Tagged , , , , , , ,

Last Lovers Rhapsody

Maybe maybe was a never and forever was a curse. All the time we spent together put us on the edge of something worse. We planned a future and planned to stay close, damn the day if the Lord ever saw the love as a hoax. We tried once it didn’t work, we tried twice it only hurt. Maybe passion brings pretty pain and lust brought delicious dirt. He tasted me and his tongue went numb from the work, I loved it so much I put the favor in reverse. Top or bottom, he went low I got high, he put the crown somewhere inside, but since that day my heart’s been paralyzed.

We made love, good grub type of love. Other days was it just sex or just friends with a man that I put on a pedal stool of hope, but it tips and it turns. Some people make a mark too hard to casually return and the selfish heart will always crave more of loves fire, and more of what burns.

But I used to bet my heart on the end of this world that you wouldn’t be getting married unless I would be the girl. I just couldn’t fathom to say I do to another, I would have gone further to claim my love than those thoughts could unveil. But that was before I saw all the wretched truths that this story would entail. With a line of broken promises and priorities for other things you cared, I would be one that you failed.

That’s just what makes you the man of a destiny that rules the depths of destruction in every kinky curl. My bad hair days are rooted from lack of sleep as my mind is stuck in day dreams and damned from the peaceful resting realm. Damn damn, I wonder if his hearts been overwhelmed.

But I damned you and I damned us, and I swore to future that my soul was determined and my mind wouldn’t budge. But that’s love, and the heart battles the mind as the constant war of all mankind. But would you save me if I called you and said that my world was on the edge, and all I needed was for you to rock it so that I wouldn’t fall through. I mean would that call even go through, if I remember right you never answered enough back when I was with you. I was only angry
because I was with you, right or wrong, really with you, in everything I did my heart and my
soul was equipped for that battle because I was with you…

And know in everything I speak, everything I spoke when I left you with half a piece of who you’ve been and half a piece of me, I still had dreams. Even a broken hearted scholar couldn’t recognize the shattered pieces you still tend to bring.

But you say you loved me the most, even after the math added, subtracted and divided up
our toasts, it all equaled up to the one that had our hearts clouded by the smoke. I took pride in the story, once in a lifetime a fairytale came true for both.

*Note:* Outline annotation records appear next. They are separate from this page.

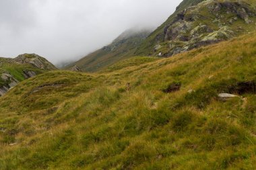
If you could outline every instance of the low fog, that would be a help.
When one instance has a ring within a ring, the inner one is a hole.
[[[131,28],[153,28],[181,0],[0,0],[0,56],[75,60]]]

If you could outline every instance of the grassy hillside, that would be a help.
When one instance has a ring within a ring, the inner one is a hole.
[[[48,72],[9,91],[0,169],[255,169],[256,33],[146,58]]]
[[[121,60],[134,56],[137,46],[150,33],[150,31],[146,30],[129,30],[110,44],[86,56],[65,69],[70,69],[74,65],[77,65],[85,71],[100,71]]]

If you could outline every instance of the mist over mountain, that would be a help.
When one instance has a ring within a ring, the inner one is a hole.
[[[0,1],[1,56],[75,60],[133,27],[156,28],[181,1]]]

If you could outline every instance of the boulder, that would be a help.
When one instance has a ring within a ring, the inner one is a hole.
[[[71,69],[72,71],[76,71],[76,72],[82,72],[82,69],[77,66],[77,65],[74,65]]]

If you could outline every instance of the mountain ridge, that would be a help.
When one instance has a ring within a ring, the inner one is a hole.
[[[150,33],[146,29],[129,29],[123,32],[111,44],[104,46],[70,64],[65,69],[70,69],[74,65],[84,71],[96,71],[111,65],[120,60],[133,56],[138,45]]]
[[[20,81],[57,68],[44,58],[35,54],[24,54],[16,58],[0,58],[0,96]]]

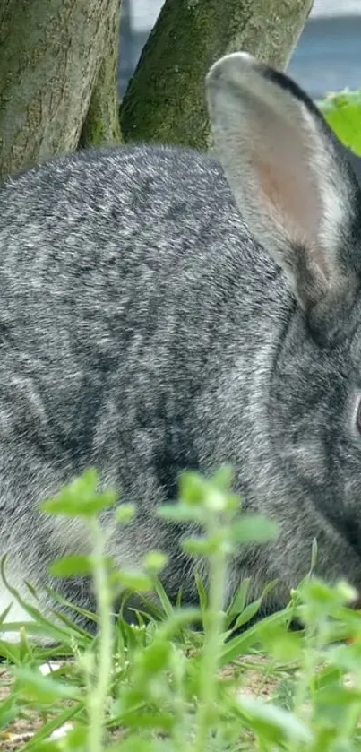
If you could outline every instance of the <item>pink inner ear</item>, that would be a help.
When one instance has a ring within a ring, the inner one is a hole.
[[[279,149],[278,142],[281,135],[286,138],[283,148]],[[272,223],[282,228],[295,247],[306,250],[309,261],[316,264],[327,278],[330,270],[320,244],[322,212],[320,192],[308,161],[308,150],[303,150],[295,134],[292,138],[289,136],[283,131],[278,135],[273,151],[270,144],[270,153],[265,154],[263,149],[251,155],[262,194],[263,211]]]

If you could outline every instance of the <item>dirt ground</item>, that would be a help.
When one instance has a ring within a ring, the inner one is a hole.
[[[244,656],[244,660],[245,660]],[[246,671],[242,672],[242,677],[246,677],[246,680],[242,680],[240,691],[242,694],[246,694],[250,696],[271,696],[276,690],[279,683],[279,678],[267,677],[264,671],[260,670],[260,663],[265,662],[260,656],[250,655],[246,659],[247,669]],[[254,670],[252,668],[252,663],[254,664]],[[60,664],[52,663],[53,668],[58,668]],[[233,675],[235,670],[238,671],[239,664],[235,666],[228,666],[222,671],[222,676],[228,677]],[[11,692],[13,686],[13,677],[11,672],[2,668],[0,665],[0,704],[5,700]],[[31,739],[31,737],[41,728],[45,720],[48,721],[50,714],[46,719],[39,716],[39,713],[31,711],[26,711],[24,717],[18,718],[13,723],[6,728],[5,731],[0,730],[0,749],[1,752],[20,752],[24,745]],[[67,730],[71,728],[70,724],[59,730],[56,732],[57,738],[59,735],[65,735]],[[60,733],[59,733],[60,732]],[[56,737],[53,736],[53,739]]]

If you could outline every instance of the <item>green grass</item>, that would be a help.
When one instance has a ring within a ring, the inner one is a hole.
[[[319,581],[312,574],[314,561],[310,575],[290,593],[283,611],[254,623],[262,601],[275,583],[252,602],[248,581],[240,584],[228,612],[222,610],[229,557],[239,546],[277,534],[263,518],[236,515],[240,500],[229,492],[230,480],[227,468],[211,480],[185,473],[180,502],[161,513],[173,520],[195,521],[203,530],[185,543],[210,566],[208,593],[197,578],[197,609],[174,607],[168,600],[159,581],[166,563],[161,553],[148,556],[139,572],[119,571],[105,556],[107,532],[100,526],[99,514],[116,499],[111,493],[98,492],[94,471],[45,505],[48,514],[81,515],[89,524],[91,556],[59,560],[52,569],[59,577],[91,574],[99,632],[92,636],[64,617],[56,605],[54,618],[46,618],[12,590],[34,621],[0,627],[3,631],[20,630],[21,637],[18,644],[0,641],[0,655],[6,661],[3,669],[11,677],[0,703],[2,744],[10,744],[21,721],[30,728],[33,724],[32,736],[7,748],[361,749],[361,617],[346,605],[352,590],[344,583],[331,587]],[[116,514],[118,524],[126,524],[133,509],[116,507]],[[7,583],[4,562],[3,577]],[[151,590],[158,592],[157,607],[147,601]],[[113,618],[116,596],[132,591],[143,593],[144,611],[150,615],[145,619],[139,612],[136,626]],[[74,606],[74,615],[75,610]],[[304,626],[298,632],[289,629],[296,617]],[[193,625],[200,618],[203,629],[197,631]],[[56,640],[56,648],[37,645],[34,635]],[[345,637],[353,637],[353,642],[344,642]],[[40,666],[51,664],[55,656],[63,661],[44,675]],[[65,723],[67,732],[52,738]]]

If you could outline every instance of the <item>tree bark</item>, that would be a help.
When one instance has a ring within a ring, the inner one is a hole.
[[[84,120],[89,141],[117,135],[118,15],[119,0],[0,0],[1,177],[75,149]]]
[[[313,0],[166,0],[121,107],[125,141],[204,150],[204,78],[228,52],[284,69]]]

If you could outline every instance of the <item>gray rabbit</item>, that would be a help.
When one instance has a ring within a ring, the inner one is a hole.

That took years to build and just months to end. So I gave up and then you gave in, you didn’t beg me stay, Our demise was ready to begin.  If I would have never called that shot, you’d still be holding on for the sake of love alone, even if all that made it up was gone. The friendship, dead. The promises, faded. The trust, that’s some shit that’s always been jaded. The loyalty is a jagged line that’s faded due to lust crimes. And I tried to read your mind only because I couldn’t speak mine. Our communication skills went from bad to the worst of all time. I guess we’ll both be single and on the mingle until our hearts heal themselves enough to fix this frame of mind. In solitude and silence our pride sets aside and our hearts bleed the truth that we could never find.

It all came down to a love that was true even with the lies, it was so right even when it was wrong half the time. I could see through your soul and disregard every love crime and be the proof to those that challenge the truth that love is blind.